After reviewing countless stories of innocent people who have had their legal property seized by law enforcement, I introduced Senate Bill 443. SB 443 mandates that a person be convicted of a crime before their property can be permanently forfeited. While California attempted to reform civil asset forfeiture in the 90’s, local law enforcement began partnering with federal law enforcement officials in a system called “equitable sharing,” to take advantage of the lax evidentiary laws at the federal level. This has proven a profitable way for California law enforcement to circumvent our state law. This has resulted in payouts to state and local agencies that have increased nearly 250% over a 12-year period. By 2014 federal records showed that more property was permanently taken from owners by civil asset forfeiture than by burglary. In California, between 2000 and 2013 696 million dollars worth of private assets were forfeited to law enforcement by this means.
Civil asset forfeiture is a controversial process which allows law enforcement officers to seize and keep assets that they suspect have been involved in criminal activity. Because civil asset forfeiture proceedings target the property itself with involvement in a crime, the normal protections to which a suspect is entitled under criminal law do not apply. While a person needs to be found guilty beyond a reasonable doubt to be convicted of a crime, seized property needs only to be suspected of a crime in order to be permanently forfeited to the accusing state agency. This means that police can take and keep your money, car, or other valuables without ever having to charge you with a crime!
Unsurprisingly, there is ample evidence that this “tool” of law enforcement has not been applied evenly. A recent report conducted by the ACLU finds that most seized assets come from communities of color. Often those who can least afford it are most targeted by law enforcement for these types of seizures. While law enforcement vigorously defends the need to preserve civil asset forfeiture to disrupt organized crime, evidence is mounting that it is being abused. Indeed during lean budget years while rates of arrest for violent crimes went down, seizures under civil asset forfeiture increased. This should be troubling for all of us.

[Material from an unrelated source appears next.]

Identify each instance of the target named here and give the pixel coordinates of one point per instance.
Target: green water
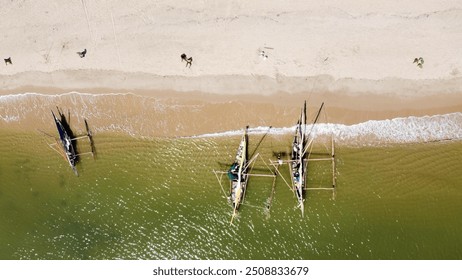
(158, 199)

One would think that curbing this practice, which fosters distrust between police and the communities they serve, would be a top priority to law makers — especially those who represent the communities most vulnerable to this kind of abuse. A recent poll finds that nearly 80% of Californians across party and ethnic lines approve of the reforms contained in SB 443. And yet, local law enforcement entities have continued to swarm the State Capitol and apply heavy pressure on law makers to leave this cash-cow for the milking.
We must pass this critical reform to protect Californians from the unethical practice of seizing property from innocent people. And law makers must be reminded that their most pressing responsibility is protecting the constituencies that elected them into office, not the special interests that directly profit on the backs of innocent citizens.